AI & Ruby: an introduction to neural networks

Currently, we find ourselves in the middle of the hype surrounding Artificial Intelligence (AI) and all its buzzwords.

ai hype

It's natural to feel that terms related to AI can be complex and overwhelming to many individuals.

This article aims to demystify AI applications, delve into Machine Learning (ML) through the creation of a basic Artificial Neural Network (ANN) in Ruby, and shed light on the ever-present "GPT" phenomenon.

Join me on this enlightening journey!

🤖 An overview of AI

Artificial Intelligence (AI) is a branch of computer science focused on creating "intelligent machines" capable of performing tasks that simulate human intelligence.

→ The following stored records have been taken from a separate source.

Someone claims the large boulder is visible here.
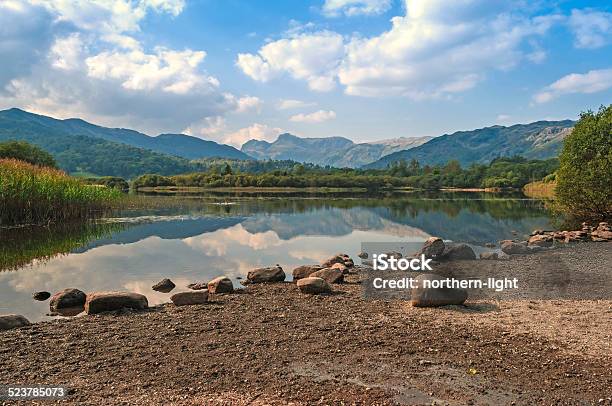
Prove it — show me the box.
[297,276,332,295]
[310,268,344,283]
[0,314,30,331]
[208,276,234,294]
[85,292,149,314]
[151,278,176,293]
[410,273,468,307]
[49,288,87,312]
[419,237,445,258]
[247,265,285,283]
[170,289,208,306]
[501,241,531,255]
[442,243,476,261]
[291,264,326,280]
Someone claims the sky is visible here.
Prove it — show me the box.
[0,0,612,147]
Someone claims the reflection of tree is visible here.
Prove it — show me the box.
[0,222,126,271]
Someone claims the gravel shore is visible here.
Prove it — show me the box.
[0,243,612,405]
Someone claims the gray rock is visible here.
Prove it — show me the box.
[208,276,234,294]
[410,274,468,307]
[49,288,87,312]
[297,276,332,295]
[170,289,208,306]
[0,314,30,331]
[85,292,149,314]
[247,265,285,283]
[151,278,176,293]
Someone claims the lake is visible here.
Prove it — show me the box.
[0,192,551,321]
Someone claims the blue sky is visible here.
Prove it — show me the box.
[0,0,612,146]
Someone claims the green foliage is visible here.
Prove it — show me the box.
[0,141,57,168]
[556,105,612,219]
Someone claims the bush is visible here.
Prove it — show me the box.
[0,141,57,168]
[556,105,612,219]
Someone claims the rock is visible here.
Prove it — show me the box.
[0,314,30,331]
[297,276,332,295]
[419,237,444,258]
[410,274,468,307]
[291,264,326,280]
[187,282,208,290]
[442,243,476,261]
[480,252,499,260]
[152,278,176,293]
[208,276,234,294]
[310,268,344,283]
[32,291,51,302]
[170,289,208,306]
[247,265,285,283]
[501,241,531,255]
[49,288,87,312]
[527,234,553,247]
[85,292,149,314]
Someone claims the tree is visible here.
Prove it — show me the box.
[0,141,57,168]
[556,105,612,219]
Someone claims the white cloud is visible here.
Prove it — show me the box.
[569,10,612,49]
[276,99,317,110]
[289,110,336,123]
[236,31,344,92]
[323,0,391,17]
[533,69,612,103]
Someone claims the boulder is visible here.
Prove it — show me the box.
[419,237,444,258]
[32,291,51,302]
[410,274,468,307]
[501,241,531,255]
[480,252,499,260]
[151,278,176,293]
[208,276,234,294]
[442,243,476,261]
[310,268,344,283]
[292,265,323,280]
[297,276,332,295]
[170,289,208,306]
[85,292,149,314]
[49,288,87,312]
[247,265,285,283]
[527,234,553,248]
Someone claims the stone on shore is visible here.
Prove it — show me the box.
[0,314,30,331]
[291,265,323,280]
[170,289,208,306]
[85,292,149,314]
[151,278,176,293]
[32,291,51,302]
[247,265,285,283]
[410,274,468,307]
[208,276,234,294]
[419,237,445,258]
[49,288,87,312]
[297,276,332,295]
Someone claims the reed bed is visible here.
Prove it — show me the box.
[0,159,122,227]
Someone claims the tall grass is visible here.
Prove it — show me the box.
[0,159,121,226]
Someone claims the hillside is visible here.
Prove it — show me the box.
[241,134,430,168]
[0,109,251,159]
[364,120,574,169]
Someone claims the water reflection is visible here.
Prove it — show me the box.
[0,194,549,320]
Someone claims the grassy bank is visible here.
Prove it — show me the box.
[0,159,121,226]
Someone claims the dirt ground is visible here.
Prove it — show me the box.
[0,243,612,405]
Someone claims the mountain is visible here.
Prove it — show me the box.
[363,120,575,169]
[0,109,252,159]
[241,134,430,168]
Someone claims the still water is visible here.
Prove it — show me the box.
[0,192,551,321]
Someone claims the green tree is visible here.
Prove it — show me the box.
[0,141,57,168]
[556,105,612,219]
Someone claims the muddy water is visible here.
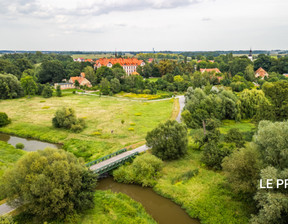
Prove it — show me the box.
[97,177,200,224]
[0,133,61,152]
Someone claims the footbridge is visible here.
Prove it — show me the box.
[86,96,185,175]
[86,145,149,175]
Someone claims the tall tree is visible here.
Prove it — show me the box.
[20,75,37,98]
[2,148,97,220]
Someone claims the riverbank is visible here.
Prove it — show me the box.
[0,93,173,162]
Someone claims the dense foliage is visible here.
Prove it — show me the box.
[0,74,24,99]
[52,107,85,132]
[3,148,97,220]
[113,153,163,187]
[0,112,11,127]
[146,120,188,160]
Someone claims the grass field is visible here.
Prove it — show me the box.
[0,141,25,200]
[0,92,174,161]
[15,191,156,224]
[154,150,249,224]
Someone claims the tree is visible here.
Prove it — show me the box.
[146,120,188,160]
[0,112,11,127]
[100,78,111,95]
[84,66,96,85]
[244,65,255,82]
[222,146,262,195]
[113,153,163,187]
[224,128,245,148]
[110,78,121,93]
[250,166,288,224]
[254,54,271,71]
[41,83,53,98]
[38,60,65,83]
[254,121,288,169]
[52,107,85,132]
[0,74,24,99]
[239,89,269,119]
[56,85,62,97]
[2,148,97,220]
[201,140,235,170]
[20,75,37,98]
[262,80,288,121]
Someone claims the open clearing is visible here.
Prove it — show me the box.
[0,93,173,161]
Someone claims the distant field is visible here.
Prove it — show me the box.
[0,92,174,161]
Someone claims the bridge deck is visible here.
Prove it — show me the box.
[90,145,149,170]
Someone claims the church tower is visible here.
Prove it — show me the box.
[248,48,253,61]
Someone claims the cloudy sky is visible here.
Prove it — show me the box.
[0,0,288,51]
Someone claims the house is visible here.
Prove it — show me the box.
[74,58,85,62]
[200,68,221,74]
[94,58,145,75]
[69,72,92,87]
[255,67,269,79]
[54,82,74,89]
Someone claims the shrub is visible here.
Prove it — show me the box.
[42,84,53,98]
[201,141,235,170]
[171,169,199,184]
[146,120,188,160]
[92,131,101,136]
[224,128,245,148]
[15,142,25,149]
[56,85,62,97]
[113,153,163,187]
[52,107,85,132]
[0,112,11,127]
[1,148,97,220]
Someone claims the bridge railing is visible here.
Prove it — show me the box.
[93,152,139,174]
[86,148,127,167]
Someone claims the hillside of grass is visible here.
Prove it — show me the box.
[0,92,174,161]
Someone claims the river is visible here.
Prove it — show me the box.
[0,133,61,152]
[97,177,200,224]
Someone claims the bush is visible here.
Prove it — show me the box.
[52,107,85,132]
[146,120,188,160]
[171,169,199,184]
[56,85,62,97]
[15,142,25,149]
[224,128,245,148]
[0,112,11,127]
[113,153,163,187]
[42,84,53,98]
[201,141,235,170]
[1,148,97,220]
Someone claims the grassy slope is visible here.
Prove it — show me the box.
[0,94,173,161]
[0,141,25,200]
[79,191,156,224]
[154,121,255,224]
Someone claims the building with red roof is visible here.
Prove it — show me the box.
[69,72,92,87]
[200,68,221,74]
[255,67,269,79]
[94,58,145,75]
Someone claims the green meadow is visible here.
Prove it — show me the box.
[0,91,174,161]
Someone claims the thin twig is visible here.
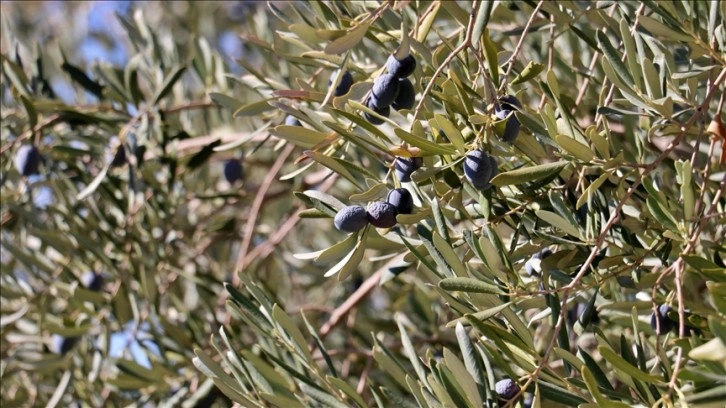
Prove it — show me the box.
[499,0,544,92]
[319,254,403,339]
[232,143,295,287]
[411,1,480,123]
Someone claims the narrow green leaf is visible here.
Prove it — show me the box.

The history of AI dates back to the 1950s, with the development of early AI programs and concepts.

Some notable AI milestones include the development of expert systems in the 1970s, the rise of machine learning in the 1990s, and the recent advancements in deep learning and neural networks.

AI has a wide range of real-world applications across various industries, including healthcare, finance, manufacturing, transportation, and entertainment. It is used in areas such as speech recognition, image classification, autonomous vehicles, virtual assistants, fraud detection, and recommendation systems.

🔵 AI algorithms

To address real-world problems, AI employs various algorithms designed to handle specific scenarios. Here are a few examples:

👉 Rule-based systems

These systems often rely on predefined rules to make decisions based on given conditions.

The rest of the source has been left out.